VIMS researchers investigated the pathogenicity of P. shumwayae using an innovative larval fish bioassay developed at the institute. "This bioassay allows us to investigate the interaction between Pfiesteria and fish in great detail," says Dr. Wolfgang Vogelbein, the Nature article's lead author. Using a P. shumwayae culture known to kill fish, the scientists performed controlled fractionation studies in which they used centrifugation and filtration to remove the dinoflagellates from the water, presumably leaving any toxin(s) the organisms may have secreted. They also used permeable membranes to separate the dinoflagellates from the fish during exposure studies. "Only in treatments where fish were in direct physical contact with the dinoflagellate did we see fish dying," says Vogelbein.
Further evidence against secretion of a potent toxin by P. shumwayae comes from observations of the dinoflagellate and fish using videomicrography, high-resolution microscopy, and electron microscopy direct observation of the assays with microscopy allowed us to observe dinoflagellates in large numbers swarming toward the fish and rapidly attaching and feeding directly on the fish skin," says Vincent Lovko, a VIMS graduate student who helped to develop the new bioassay.
"Standard bioassay methods used by others cannot distinguish between toxigenicity and killing by micropredatory feeding," says Vogelbein. The VIMS researchers thus recommend that all strains and species of Pfiesteria be re-evaluated for toxicity using these sensitive new methods. "This is the only way to determine if there are, in fact, any bona fide toxic strains out there," Vogelbein says.
The role of Pfiesteria in aquatic animal and human health remains controversial. "This new research clearly demonstrates that Pfiesteria shumwayae, even though it does not secrete any potent toxins, can kill fish in closed systems, under controlled laboratory conditions," says Dr.

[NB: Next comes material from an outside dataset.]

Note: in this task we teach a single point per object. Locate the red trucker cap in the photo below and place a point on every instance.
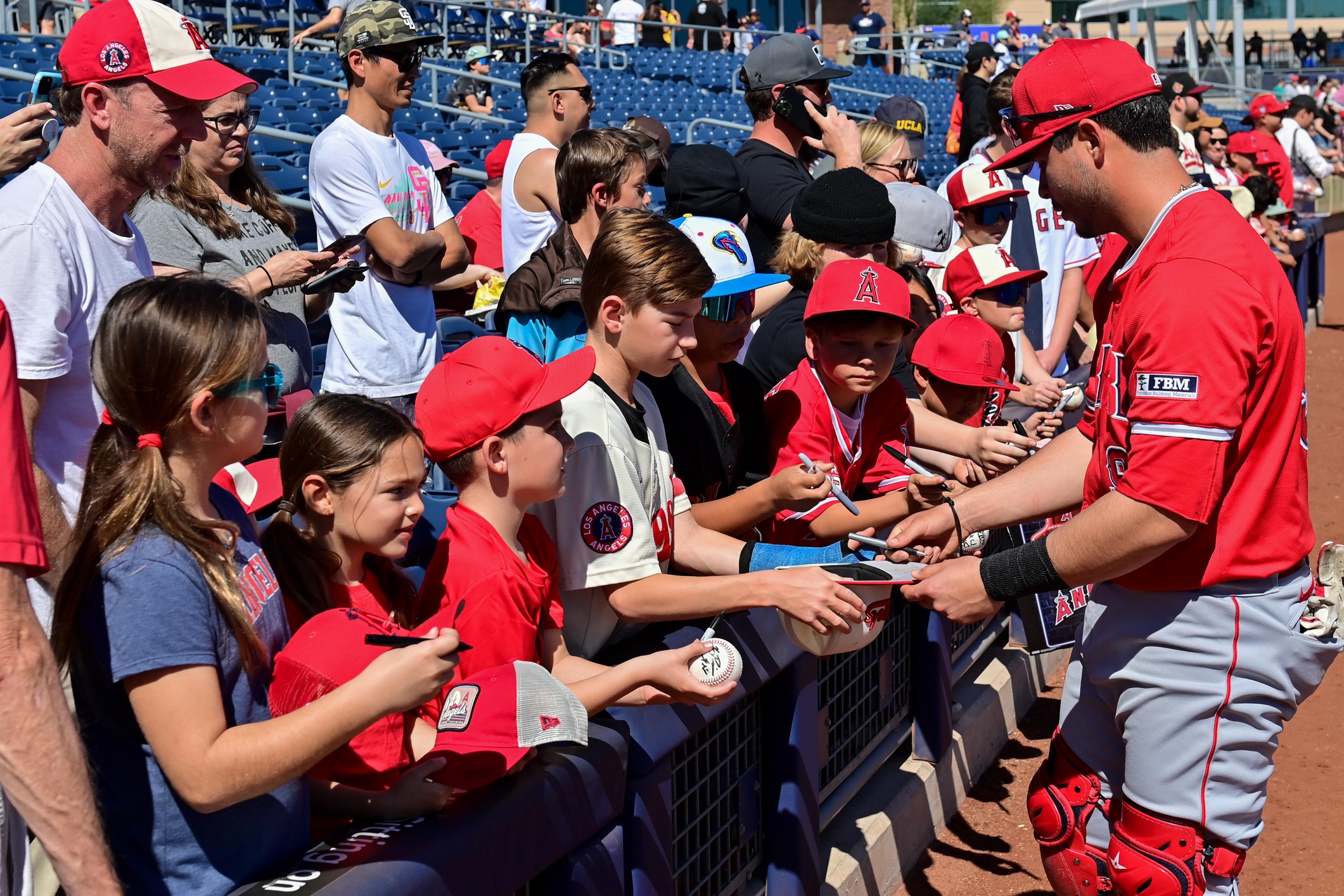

Jeffrey Shields, another co-author of the Nature article. "Does Pfiesteria do this in the natural environment? That question remains to be answered."
The new research has important implications for scientists trying to understand both the basic biology of Pfiesteria species and the possible role these dinoflagellates may play in estuarine fish kills and fish-lesion events. The findings are important to government agencies charged with protecting environmental and human health. Research efforts designed to answer these questions continue at VIMS, with grant support from EPA, NOAA, and the Centers for Disease Control and Prevention.